There isn’t. They are the same thing, but colon is the more “medical” term for the large intestine. More specifically, the colon is divided into four sections: the ascending colon, transverse colon, descending colon, and sigmoid colon. In normal people I am pretty sure the colon is about 6-8 feet long. I never received the exact measurement, but my surgeon said: “I have no idea how that anaconda fit in your body.” So I am guessing mine was pretty long.
“You can live without your colon?”
This is one of my favorite FAQs, considering I am standing there talking to the person. Do they think I am a ghost? So yes, obviously you can live without your colon/large intestine. Small intestine, no such luck – so you want to hang on to that bad boy. Digestion is completed and nutrients are absorbed in your small intestine. The job of the colon is to absorb water, sodium, and fat soluble vitamins. When food enters your colon, it is still liquid form. As it travels through, the colon absorbs the water from the waste, and voila! A poop is formed and then exits via your rectum. So my biggest challenge now is hydration. One hot yoga class without proper hydration can (and has) landed me in the ER.
“Where does your poop come out?”
Because I still have my rectum, my poop comes out the same place as yours. For people suffering from rectal cancer or Crohn’s Disease, many times the rectum needs to be removed. A stoma (“mouth” or “opening”) is created in the side of the abdomen for waste to exit into the attached ostomy bag. (At least this is my limited understanding of it). I am very grateful for my rectum, as losing it poses a whole bunch of new challenges. A girl I know from high school suffered from Crohn’s Disease and actually started her own line of underwear called Ostomy Secrets. She kicks ass. Pun intended.
“What can/do you eat?”
This is still a bit of trial and error. At first it was all toast and mashed potatoes, but now I would say my diet is fairly normal. Over time, my system is supposed to acclimate as other organs pick up the slack, but I think it takes a while. I think of my small intestine as the jilted wife whose husband moved out: she wasn’t sad to see the lazy bastard of a colon leave, but she’s pissed that now she has to cook, clean, AND mow the lawn.

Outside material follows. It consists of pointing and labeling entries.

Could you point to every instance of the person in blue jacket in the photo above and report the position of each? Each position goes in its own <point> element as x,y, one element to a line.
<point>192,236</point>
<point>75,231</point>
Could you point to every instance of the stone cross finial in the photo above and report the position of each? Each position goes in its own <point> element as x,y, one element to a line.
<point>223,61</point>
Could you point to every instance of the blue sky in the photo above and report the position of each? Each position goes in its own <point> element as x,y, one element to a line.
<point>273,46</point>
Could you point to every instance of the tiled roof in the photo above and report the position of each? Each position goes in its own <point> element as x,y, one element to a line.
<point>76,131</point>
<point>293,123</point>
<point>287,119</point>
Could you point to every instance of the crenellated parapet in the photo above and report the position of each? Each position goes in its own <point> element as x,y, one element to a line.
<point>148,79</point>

I can say with some certainty that brussel sprouts are off the menu. Permanently. Just sayin.
“So are you back to normal now?”
Is that a trick question? Because if you ask those closest to me, I am pretty sure they would say I wasn’t normal in the first place. Is my life the same? No. Before the surgery, I tried to Jedi mind trick myself into thinking this was going to be the best thing that ever happened to me. Maybe having my colon removed would make me smarter and better looking! Maybe the removal of my clunky, shit-filled large intestine would clear my clouded thinking and lead to enlightenment!

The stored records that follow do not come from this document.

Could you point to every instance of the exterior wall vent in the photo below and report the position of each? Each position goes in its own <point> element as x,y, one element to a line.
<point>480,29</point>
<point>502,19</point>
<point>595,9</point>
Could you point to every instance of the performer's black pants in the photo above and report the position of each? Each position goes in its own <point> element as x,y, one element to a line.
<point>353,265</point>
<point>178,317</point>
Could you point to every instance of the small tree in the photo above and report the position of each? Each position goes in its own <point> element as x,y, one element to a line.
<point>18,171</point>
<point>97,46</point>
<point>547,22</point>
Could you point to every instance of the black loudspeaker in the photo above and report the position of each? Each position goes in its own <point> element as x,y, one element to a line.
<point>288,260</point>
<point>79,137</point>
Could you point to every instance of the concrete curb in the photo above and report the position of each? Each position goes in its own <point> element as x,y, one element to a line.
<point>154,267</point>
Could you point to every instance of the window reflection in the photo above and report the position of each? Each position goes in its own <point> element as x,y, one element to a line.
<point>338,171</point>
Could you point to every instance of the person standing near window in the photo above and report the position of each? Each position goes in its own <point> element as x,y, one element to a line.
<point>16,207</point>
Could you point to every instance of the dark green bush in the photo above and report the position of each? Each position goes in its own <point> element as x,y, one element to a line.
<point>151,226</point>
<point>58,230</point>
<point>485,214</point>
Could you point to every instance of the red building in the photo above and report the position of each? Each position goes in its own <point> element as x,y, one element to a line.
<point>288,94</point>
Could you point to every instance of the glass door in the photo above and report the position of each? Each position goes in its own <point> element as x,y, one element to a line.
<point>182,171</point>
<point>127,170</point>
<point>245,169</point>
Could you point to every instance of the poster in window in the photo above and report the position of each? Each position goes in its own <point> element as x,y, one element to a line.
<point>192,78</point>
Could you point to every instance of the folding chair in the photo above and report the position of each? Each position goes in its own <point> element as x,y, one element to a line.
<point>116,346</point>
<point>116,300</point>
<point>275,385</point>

Ahh, if only life were that simple. Physically I am different, and many ways this is a good thing; I now poop a few times a day versus a few times a month. However removing a major organ is not without its complications…I learned yesterday that another (lesser) surgery is in my future. I have become really anemic since the surgery and have had one blood transfusion and 12 iron infusions since January. My body is still trying to figure things out…to find a new normal. It’s hard to believe that last year I ran a marathon and now running 3 miles feels like a minor miracle.

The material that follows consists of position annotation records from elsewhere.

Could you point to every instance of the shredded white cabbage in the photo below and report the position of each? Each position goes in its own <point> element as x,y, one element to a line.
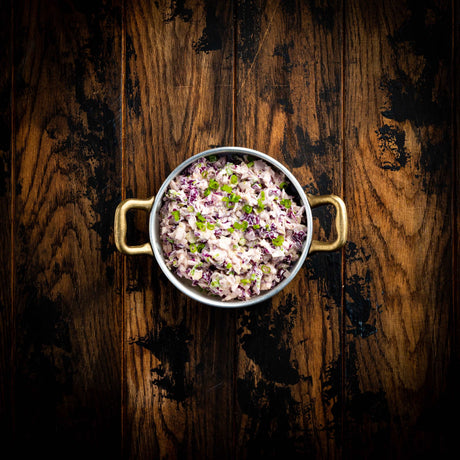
<point>228,225</point>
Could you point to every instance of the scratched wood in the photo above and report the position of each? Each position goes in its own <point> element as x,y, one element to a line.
<point>288,104</point>
<point>178,354</point>
<point>6,314</point>
<point>67,185</point>
<point>399,263</point>
<point>358,357</point>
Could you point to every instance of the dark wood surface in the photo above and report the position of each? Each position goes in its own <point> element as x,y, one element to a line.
<point>100,354</point>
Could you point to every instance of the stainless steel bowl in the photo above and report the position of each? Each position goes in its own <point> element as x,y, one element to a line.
<point>154,247</point>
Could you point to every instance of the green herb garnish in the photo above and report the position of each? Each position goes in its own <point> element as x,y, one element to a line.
<point>278,241</point>
<point>234,198</point>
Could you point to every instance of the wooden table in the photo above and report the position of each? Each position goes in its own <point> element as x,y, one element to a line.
<point>100,354</point>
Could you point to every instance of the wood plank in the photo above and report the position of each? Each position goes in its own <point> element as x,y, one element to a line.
<point>68,172</point>
<point>178,353</point>
<point>398,185</point>
<point>289,106</point>
<point>6,315</point>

That being said, I am abundantly more grateful for those 3 miles than I was upon completing 26.2. I take a lot less for granted. I am forced to move through life at a slower pace, and this is a good thing, because I catch a lot of little moments that I would have missed before. I can’t stay angry at my husband, because the man deserves a medal for assisting his wife with many tasks not covered in the Good Husband Handbook. How can you be stay mad at a man who straight catheterized you for 10 days? Phil could find my urethra blind-folded and six beers deep.
I let things go.
Because, unlike my colon, life is short.